Alpha is a design decision, not a statistical constant. Choosing 0.05 is convention, not law. The right alpha depends on the cost of a false positive relative to a false negative. In high-stakes decisions where shipping a harmful change is expensive to reverse, a stricter alpha (0.01) makes sense. For exploratory experiments where missing a real effect is worse than occasionally shipping a dud, a more relaxed alpha (0.10) may be appropriate. Confidence lets teams configure significance levels per experiment, and the platform's decision framework applies different thresholds to success metrics versus guardrail metrics based on the asymmetric costs of different types of errors.

How does alpha interact with other experiment design parameters?

Alpha is one of four connected parameters in experiment design. The others are statistical power, sample size, and the minimum detectable effect (MDE). Changing any one of them affects the others.

Lowering alpha (from 0.05 to 0.01, say) reduces false positives but requires more sample size to maintain the same power. Raising alpha gives you more power at a given sample size, but increases the chance of false positives. Most teams default to alpha = 0.05 and adjust sample size or MDE instead.

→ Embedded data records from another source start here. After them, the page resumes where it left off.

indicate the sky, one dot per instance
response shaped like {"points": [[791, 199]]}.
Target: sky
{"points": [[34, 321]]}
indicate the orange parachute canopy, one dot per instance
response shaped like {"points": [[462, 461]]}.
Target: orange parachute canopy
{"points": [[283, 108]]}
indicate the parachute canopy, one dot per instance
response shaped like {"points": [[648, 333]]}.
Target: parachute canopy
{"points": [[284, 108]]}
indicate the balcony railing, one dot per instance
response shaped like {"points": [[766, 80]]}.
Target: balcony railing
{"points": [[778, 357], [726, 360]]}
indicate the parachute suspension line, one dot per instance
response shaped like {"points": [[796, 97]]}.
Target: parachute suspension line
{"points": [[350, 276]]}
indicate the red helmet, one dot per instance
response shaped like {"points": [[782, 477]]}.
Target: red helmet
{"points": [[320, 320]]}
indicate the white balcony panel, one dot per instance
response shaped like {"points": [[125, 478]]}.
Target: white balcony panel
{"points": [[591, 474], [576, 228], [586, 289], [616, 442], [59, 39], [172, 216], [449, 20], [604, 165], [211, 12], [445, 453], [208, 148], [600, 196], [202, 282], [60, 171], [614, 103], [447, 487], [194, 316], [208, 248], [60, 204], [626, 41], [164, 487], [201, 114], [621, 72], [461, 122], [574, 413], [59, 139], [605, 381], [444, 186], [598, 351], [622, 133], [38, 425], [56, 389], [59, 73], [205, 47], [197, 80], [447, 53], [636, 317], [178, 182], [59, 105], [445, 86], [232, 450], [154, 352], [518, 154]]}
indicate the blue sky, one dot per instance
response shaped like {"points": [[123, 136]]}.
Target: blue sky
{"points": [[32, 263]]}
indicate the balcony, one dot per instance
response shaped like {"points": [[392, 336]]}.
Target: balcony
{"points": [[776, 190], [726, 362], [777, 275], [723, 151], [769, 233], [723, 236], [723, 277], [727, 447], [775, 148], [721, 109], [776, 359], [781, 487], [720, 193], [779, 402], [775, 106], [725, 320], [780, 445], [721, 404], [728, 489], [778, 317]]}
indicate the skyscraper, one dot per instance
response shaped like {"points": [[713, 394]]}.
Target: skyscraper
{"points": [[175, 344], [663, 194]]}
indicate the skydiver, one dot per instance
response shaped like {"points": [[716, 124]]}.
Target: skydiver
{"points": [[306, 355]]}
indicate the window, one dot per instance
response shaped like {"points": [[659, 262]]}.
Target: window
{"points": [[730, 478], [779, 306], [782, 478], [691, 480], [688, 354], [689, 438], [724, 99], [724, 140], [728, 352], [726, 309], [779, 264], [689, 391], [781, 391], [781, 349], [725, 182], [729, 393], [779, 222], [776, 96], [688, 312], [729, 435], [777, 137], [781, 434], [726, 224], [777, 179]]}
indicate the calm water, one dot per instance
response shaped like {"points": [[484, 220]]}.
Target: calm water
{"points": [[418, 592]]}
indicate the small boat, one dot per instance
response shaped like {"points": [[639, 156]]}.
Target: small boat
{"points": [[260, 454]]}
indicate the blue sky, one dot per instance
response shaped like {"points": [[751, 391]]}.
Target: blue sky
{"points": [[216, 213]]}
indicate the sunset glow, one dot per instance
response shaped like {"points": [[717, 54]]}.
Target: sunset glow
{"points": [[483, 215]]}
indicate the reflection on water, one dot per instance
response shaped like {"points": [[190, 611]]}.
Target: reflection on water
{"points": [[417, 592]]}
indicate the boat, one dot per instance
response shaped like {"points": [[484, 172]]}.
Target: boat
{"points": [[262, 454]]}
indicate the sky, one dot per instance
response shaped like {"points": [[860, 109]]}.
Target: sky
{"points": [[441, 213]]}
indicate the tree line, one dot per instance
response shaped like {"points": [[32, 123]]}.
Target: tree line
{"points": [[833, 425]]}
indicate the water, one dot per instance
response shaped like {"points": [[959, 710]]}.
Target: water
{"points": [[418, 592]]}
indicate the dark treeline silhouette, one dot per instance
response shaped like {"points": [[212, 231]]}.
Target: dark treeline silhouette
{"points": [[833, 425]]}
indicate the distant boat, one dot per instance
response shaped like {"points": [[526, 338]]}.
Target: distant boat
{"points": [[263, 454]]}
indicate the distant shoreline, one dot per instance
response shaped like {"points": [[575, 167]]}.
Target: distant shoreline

At Spotify, where teams run over 10,000 experiments per year across 300+ teams, Confidence provides sample size calculators that show these trade-offs explicitly. When you set your alpha, MDE, and desired power, the calculator tells you how many users and how much time you need. If the required runtime is too long, you can adjust alpha, accept a larger MDE, or apply variance reduction techniques like CUPED to shrink the required sample.

Why does alpha need adjustment for multiple metrics?

Running a single test at alpha = 0.05 gives you a 5% false positive rate. Running 20 independent tests at alpha = 0.05 each gives you a ~64% chance that at least one produces a false positive. This is the multiple testing problem.

When an experiment evaluates several success metrics, the significance level for each individual metric needs to be adjusted so that the overall false positive rate stays controlled. Confidence applies Bonferroni correction to success metrics by default: with 5 success metrics and an overall alpha of 0.05, each metric is tested at alpha = 0.01. This is conservative but has a practical advantage: it produces valid simultaneous confidence intervals for every metric, which means teams can interpret all metric results together without worrying about which comparisons are legitimate.

The framework treats guardrail metrics differently. For guardrails, the primary concern is false negatives: missing a real regression that harms user experience. The significance level for guardrails is calibrated to control the risk of shipping harm, with power requirements adjusted for the number of guardrails being monitored.

What happens when alpha is set incorrectly?

Setting alpha too high means you'll ship changes that don't actually work. At a 10% false positive rate, roughly one in ten "winning" experiments is a mirage. Over dozens of experiments, the accumulated false wins erode trust in the experimentation program.

Setting alpha too low means you'll miss real improvements. If you require p < 0.01 for everything, experiments that would have shown a significant result at 0.05 now come back inconclusive. Teams wait longer, use more traffic, and still don't get answers on borderline cases.

The discipline is in choosing alpha before the experiment runs and not changing it after seeing the data. Adjusting the significance level post hoc to make a result cross the threshold is a form of p-hacking that invalidates the statistical guarantees.